Man’s Search for Meaning

by Viktor E. Frankl · 168 pages

Viktor Frankl, a Viennese psychiatrist who survived Auschwitz, Dachau, and other Nazi concentration camps, draws on his experiences to develop a psychological approach centered on meaning rather than pleasure or power. The book's first section describes his observations of how prisoners responded to the camps' extreme conditions, noting that those who maintained a sense of purpose--whether completing a scientific work, reuniting with loved ones, or helping fellow prisoners--showed greater resilience than those who lost all sense of meaning.
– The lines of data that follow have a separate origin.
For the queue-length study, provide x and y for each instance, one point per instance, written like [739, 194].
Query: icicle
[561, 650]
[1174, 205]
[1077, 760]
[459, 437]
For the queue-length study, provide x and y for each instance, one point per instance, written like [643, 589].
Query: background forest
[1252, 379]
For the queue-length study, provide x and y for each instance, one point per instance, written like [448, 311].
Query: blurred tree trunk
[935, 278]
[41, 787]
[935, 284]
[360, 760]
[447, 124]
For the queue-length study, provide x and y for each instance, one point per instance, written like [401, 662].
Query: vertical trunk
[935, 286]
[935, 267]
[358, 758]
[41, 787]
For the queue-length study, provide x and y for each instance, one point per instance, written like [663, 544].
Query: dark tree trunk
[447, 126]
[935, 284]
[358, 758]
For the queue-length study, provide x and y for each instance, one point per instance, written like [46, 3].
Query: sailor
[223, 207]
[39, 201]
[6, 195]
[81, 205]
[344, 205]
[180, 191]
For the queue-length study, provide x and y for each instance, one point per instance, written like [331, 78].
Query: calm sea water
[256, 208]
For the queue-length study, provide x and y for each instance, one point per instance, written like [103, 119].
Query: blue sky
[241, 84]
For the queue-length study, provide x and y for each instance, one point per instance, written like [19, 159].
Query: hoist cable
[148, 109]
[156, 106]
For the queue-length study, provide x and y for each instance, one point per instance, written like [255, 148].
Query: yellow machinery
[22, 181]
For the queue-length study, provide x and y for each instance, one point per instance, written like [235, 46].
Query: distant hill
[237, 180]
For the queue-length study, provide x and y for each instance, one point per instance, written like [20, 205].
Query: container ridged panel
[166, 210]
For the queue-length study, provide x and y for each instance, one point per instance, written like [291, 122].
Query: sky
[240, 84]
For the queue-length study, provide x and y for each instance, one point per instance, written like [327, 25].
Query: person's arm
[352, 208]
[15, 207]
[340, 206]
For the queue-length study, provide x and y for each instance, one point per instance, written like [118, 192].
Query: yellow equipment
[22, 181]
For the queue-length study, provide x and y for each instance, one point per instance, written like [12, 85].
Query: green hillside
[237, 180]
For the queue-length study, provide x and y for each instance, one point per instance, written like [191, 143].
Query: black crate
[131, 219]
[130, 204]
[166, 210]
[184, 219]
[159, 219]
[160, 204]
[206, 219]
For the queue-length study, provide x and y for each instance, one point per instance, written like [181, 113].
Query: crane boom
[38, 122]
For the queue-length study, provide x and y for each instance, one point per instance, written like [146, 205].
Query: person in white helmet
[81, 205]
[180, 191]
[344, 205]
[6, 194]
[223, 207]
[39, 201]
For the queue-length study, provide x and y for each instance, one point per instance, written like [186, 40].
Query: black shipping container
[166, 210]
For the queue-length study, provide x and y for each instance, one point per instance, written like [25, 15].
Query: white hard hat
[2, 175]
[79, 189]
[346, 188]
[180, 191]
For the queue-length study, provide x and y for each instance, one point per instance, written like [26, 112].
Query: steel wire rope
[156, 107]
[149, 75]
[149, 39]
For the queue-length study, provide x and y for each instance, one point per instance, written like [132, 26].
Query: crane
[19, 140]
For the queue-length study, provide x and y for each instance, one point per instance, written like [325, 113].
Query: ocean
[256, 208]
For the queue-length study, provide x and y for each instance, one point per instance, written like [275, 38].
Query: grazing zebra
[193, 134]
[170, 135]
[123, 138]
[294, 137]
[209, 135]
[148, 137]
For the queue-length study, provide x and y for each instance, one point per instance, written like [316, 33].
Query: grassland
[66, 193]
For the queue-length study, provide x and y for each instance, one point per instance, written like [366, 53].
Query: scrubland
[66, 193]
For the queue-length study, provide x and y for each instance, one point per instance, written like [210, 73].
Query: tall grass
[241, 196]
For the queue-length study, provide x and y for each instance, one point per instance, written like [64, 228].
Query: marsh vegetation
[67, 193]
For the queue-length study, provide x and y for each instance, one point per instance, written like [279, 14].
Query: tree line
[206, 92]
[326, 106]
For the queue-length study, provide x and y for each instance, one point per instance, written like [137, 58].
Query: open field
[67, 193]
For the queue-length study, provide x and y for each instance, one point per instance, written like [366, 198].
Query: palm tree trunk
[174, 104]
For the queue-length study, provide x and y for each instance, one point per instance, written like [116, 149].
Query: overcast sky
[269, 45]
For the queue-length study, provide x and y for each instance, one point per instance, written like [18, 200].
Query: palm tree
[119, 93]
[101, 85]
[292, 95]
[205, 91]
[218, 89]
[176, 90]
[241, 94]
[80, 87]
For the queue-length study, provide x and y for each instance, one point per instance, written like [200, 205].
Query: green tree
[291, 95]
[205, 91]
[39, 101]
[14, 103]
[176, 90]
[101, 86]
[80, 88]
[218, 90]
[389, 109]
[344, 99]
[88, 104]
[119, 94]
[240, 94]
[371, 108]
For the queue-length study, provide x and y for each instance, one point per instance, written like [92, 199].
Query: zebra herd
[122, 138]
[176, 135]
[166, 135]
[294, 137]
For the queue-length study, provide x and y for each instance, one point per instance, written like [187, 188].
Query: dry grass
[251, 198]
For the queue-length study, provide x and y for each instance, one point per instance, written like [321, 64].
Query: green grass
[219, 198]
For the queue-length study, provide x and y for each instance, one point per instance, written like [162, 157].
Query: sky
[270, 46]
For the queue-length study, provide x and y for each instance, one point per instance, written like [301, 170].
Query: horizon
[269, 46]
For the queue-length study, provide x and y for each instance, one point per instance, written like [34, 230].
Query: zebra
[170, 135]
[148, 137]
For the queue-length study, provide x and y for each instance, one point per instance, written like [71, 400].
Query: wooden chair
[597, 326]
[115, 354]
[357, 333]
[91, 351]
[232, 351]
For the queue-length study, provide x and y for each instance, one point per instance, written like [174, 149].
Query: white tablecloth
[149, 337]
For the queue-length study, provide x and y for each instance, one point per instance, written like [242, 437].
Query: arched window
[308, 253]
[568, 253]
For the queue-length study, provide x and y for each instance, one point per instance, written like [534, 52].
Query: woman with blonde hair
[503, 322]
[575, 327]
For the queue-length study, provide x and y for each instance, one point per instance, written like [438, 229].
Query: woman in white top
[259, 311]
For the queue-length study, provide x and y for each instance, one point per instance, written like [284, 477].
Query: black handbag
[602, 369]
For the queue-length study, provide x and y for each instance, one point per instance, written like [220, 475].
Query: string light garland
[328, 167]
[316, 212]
Frankl emerged from the camps having lost his wife, parents, and brother, yet convinced that human beings can find meaning even in unavoidable suffering. The second section outlines logotherapy, the therapeutic approach Frankl developed based on this insight, which helps patients identify sources of meaning in their lives through creativity, experience, and attitude toward suffering. Unlike psychoanalysis's focus on the past or behaviorism's focus on conditioning, logotherapy orients patients toward future purposes and responsibilities. The book has sold millions of copies and influenced countless readers facing their own struggles, offering neither false hope nor nihilistic despair but a demanding vision of human dignity and responsibility. Readers will find here not abstract philosophy but hard-won wisdom from someone who faced the worst humanity could inflict and found reasons to affirm life.